Dave Zweifel — 7/10/2009 12:22 pm
Republicans in Congress think they've got the issue to bring down President Obama: the federal deficit.
If the deficit does indeed negatively impact Obama and the Democrats, it will be testimony to why the rest of the world perceives that we Americans have very short memories.
While it's true that the stimulus packages and the bank and automobile bailouts are adding to the national debt that our grandkids and their kids will have to pay someday, let's not forget how we got into this mess.
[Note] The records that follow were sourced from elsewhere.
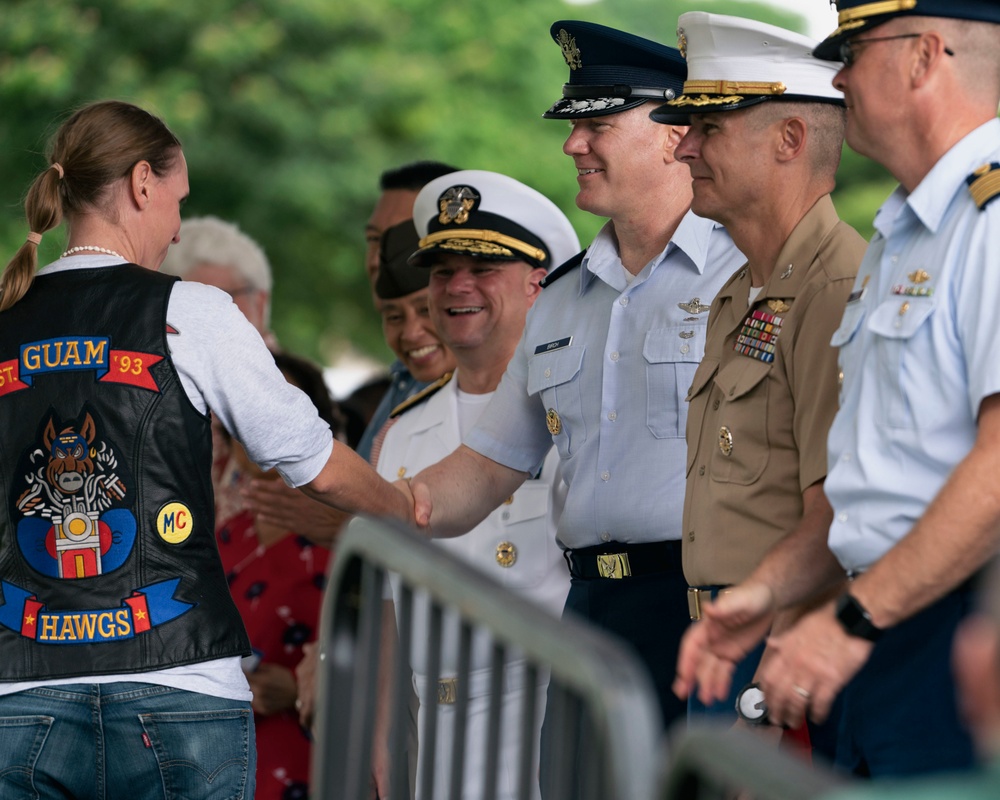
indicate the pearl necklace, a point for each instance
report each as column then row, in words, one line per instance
column 83, row 247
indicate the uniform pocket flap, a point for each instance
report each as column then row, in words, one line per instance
column 551, row 369
column 854, row 314
column 900, row 317
column 530, row 502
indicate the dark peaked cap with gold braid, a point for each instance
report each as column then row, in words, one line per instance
column 734, row 62
column 612, row 71
column 857, row 16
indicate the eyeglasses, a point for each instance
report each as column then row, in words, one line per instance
column 849, row 47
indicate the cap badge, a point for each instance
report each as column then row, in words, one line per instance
column 570, row 51
column 694, row 306
column 455, row 205
column 726, row 441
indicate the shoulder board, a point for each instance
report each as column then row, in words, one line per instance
column 423, row 394
column 984, row 184
column 561, row 270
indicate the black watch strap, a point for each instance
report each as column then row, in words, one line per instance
column 855, row 619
Truth be told, all of Obama's spending so far hasn't added as much to the national debt as did George W. Bush's $1.3 trillion tax cut for our country's wealthiest people -- and that's not counting the contrived war that he started.
When Bush left office he left the country with a $10.6 trillion national debt and an economy that was falling off the cliff. In fact, he began the bank bailouts several weeks before the end of his term and demanded no oversight of what they were getting.
That $10.6 trillion was more than two and a half times the debt that Bill Clinton had left him in 1993. The $4 trillion debt at the time was being whittled down by a federal budget that was actually in the black. Then along came Bush, who like Ronald Reagan before him thought he could fix the economy by spending tons on the military and cutting taxes at the same time.
Funny, but the Mitch McConnells and John Boehners of the Republican hierarchy in Congress weren't complaining a bit about all that red ink back then.
The national debt stands at about $11.4 trillion today and unless the economy turns around quickly, which is highly doubtful, it will grown substantially larger in the coming years. Obama thinks the deficit will start coming down in a couple of years; others fear it will take much longer.
Such a huge national debt is not good, but it wasn't good at $10.6 trillion either, especially when it was brought about by foolish tax cuts and spending close to a trillion dollars on a war in Iraq.
Today's deficits are necessary to save the economy from plummeting even further and hurting millions more people than the millions who have already been hurt.
Perhaps the GOP thinks it can blame Obama, but the American people hopefully have longer memories.
Dave Zweifel is editor emeritus of The Capital Times.